The key point of these cases, is the understanding of the behaviour, the goal is to define the parameters able to drive the behaviour and give the possibility to let the material express the forces. What if we can program matter to act and react to specific conditions? Driving the digital concept to the physical world, we can consider to split things in smaller and smaller entities. Borrowing the idea of 2D pixels we can think 3D voxels able to describe three-dimensional objects, basically physical molecular building blocks similar to Lego. This shift in thinking about materials, has also other implications, like suggesting the possibility of recombination and the possibility to build materials with custom properties. Recent developments in the field of nanotechnology show a future in which materials are no longer static, but can be remodeled over and over again, something like the Kryptonian technology pictured in the sci-fi movie “Man of steel” or in a more extreme way like in the movie “Transcendence”. Some interesting projects are projecting us into this vision, for instance the tables designed by Joris Laarman, composed by thousand of small cubes that guarantee a high-tolerance and self-aligning assembly strategy.
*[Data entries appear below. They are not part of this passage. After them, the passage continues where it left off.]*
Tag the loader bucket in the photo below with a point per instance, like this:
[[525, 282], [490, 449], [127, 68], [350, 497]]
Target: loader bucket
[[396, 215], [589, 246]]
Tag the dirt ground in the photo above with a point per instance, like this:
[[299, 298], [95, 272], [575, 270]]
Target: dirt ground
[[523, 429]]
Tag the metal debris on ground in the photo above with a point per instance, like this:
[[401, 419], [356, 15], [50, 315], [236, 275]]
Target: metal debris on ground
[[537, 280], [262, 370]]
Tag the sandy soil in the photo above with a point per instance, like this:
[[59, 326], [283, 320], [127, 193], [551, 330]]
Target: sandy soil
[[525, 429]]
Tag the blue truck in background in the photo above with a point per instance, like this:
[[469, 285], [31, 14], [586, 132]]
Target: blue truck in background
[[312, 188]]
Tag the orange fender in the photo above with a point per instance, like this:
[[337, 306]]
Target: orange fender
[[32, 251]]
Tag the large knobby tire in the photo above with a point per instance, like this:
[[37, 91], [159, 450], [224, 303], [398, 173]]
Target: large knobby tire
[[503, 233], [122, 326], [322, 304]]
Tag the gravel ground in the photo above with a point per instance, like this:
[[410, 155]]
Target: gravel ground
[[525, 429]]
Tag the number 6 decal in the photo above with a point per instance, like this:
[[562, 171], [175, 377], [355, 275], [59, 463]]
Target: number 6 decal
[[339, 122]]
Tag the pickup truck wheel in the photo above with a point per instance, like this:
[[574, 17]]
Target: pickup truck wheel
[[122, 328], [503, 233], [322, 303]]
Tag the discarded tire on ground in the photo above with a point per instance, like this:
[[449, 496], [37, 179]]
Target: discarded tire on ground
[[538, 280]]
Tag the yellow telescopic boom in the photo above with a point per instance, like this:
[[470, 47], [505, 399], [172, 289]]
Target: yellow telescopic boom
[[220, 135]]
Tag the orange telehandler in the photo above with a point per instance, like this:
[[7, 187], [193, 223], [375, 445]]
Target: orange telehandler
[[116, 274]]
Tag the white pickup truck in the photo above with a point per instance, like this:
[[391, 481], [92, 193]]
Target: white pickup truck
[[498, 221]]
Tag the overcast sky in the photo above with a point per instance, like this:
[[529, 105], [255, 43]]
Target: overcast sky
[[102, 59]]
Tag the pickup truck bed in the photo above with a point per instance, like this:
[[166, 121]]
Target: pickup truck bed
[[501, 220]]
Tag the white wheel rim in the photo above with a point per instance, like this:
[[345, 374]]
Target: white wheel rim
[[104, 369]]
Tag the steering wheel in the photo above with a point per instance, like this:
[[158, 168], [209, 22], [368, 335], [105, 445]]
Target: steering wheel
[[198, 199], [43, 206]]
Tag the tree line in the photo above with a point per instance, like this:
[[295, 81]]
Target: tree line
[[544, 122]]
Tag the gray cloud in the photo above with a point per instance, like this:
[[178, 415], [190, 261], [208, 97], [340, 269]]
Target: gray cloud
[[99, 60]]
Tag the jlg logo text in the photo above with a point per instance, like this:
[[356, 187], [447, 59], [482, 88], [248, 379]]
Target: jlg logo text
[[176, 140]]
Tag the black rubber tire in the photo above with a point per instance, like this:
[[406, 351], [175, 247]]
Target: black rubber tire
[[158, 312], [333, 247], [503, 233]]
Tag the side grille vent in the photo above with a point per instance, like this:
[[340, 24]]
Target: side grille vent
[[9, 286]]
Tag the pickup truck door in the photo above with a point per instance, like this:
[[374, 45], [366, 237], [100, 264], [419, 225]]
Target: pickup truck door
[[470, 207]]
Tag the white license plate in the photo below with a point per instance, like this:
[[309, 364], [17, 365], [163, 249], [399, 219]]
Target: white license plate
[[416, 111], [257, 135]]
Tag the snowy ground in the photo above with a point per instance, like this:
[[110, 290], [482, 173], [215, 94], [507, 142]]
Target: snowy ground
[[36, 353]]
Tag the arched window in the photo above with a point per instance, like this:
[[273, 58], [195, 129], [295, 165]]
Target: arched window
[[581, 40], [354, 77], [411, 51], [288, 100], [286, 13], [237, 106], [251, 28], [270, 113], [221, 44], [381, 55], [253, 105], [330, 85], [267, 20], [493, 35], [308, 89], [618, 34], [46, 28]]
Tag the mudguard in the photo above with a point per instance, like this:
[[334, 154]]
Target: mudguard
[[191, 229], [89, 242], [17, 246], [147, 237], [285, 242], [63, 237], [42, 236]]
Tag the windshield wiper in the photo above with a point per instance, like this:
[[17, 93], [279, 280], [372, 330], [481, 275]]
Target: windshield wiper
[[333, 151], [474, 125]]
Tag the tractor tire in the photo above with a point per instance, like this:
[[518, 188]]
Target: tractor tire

They are assembled with a soluble adhesive that guarantee to compose and decompose the whole, not only, the whole has a particular aesthetic related to the size of the component which allows us to talk about the resolution of the object.
Other investigations in digital materials are pursued at several University including MIT, where the Self-Assembly Lab, directed by Skylar Tibbits, focuses on self-assembly and programmable material technologies for novel manufacturing, products and construction processes. Also in this case, small components can fold and unfold into different shapes: simple movement at the scale of the single could give birth to complex behaviours at the scale of the whole. Intriguing experiments to incorporate the time dimension (transformation) into the things we build.
To better investigate the realm of the material, we have to use our body. We think physically, so the point is to expand it directly to give us the possibility to see things differently, from an augmented perspective. Our body is able to easily incorporate exogenous apparatuses, able to let us think process, and to do so we have to reinforce the idea of a “totalizing immersion”, a bodily experience able to activate our senses, but not only, able to refine them, able to expand them to new realms. To build new senses and new sensitivities, to bring back intelligence and sensitivity in our manufacturing processes and to bring back intelligence into the material itself.
1 Manipulation: from French manipulation, from manipule “handful”, from Latin manipulus “handful, sheaf, bundle,” from manus “hand” to move or control (something) with your hands or by using a machine. It is very important to remember the role of the hand as a tool to rearrange our environment.
2 According to Neil Gershenfeld, the revolution in Digital Fabrication is not additive versus subtractive manufacturing, but the ability to turn data into things and things into data: manufacturing processes in which the materials themselves are digital. Many labs are developing 3-d assemblers that can build structures, able to both add and remove parts from a discrete set, developing in this way, processes that can place individual atoms and molecules into whatever structure we want. These structures could have specific properties such as being good electrical conductors or magnets, giving the possibility to also 3-d integrate circuits into the final “system”.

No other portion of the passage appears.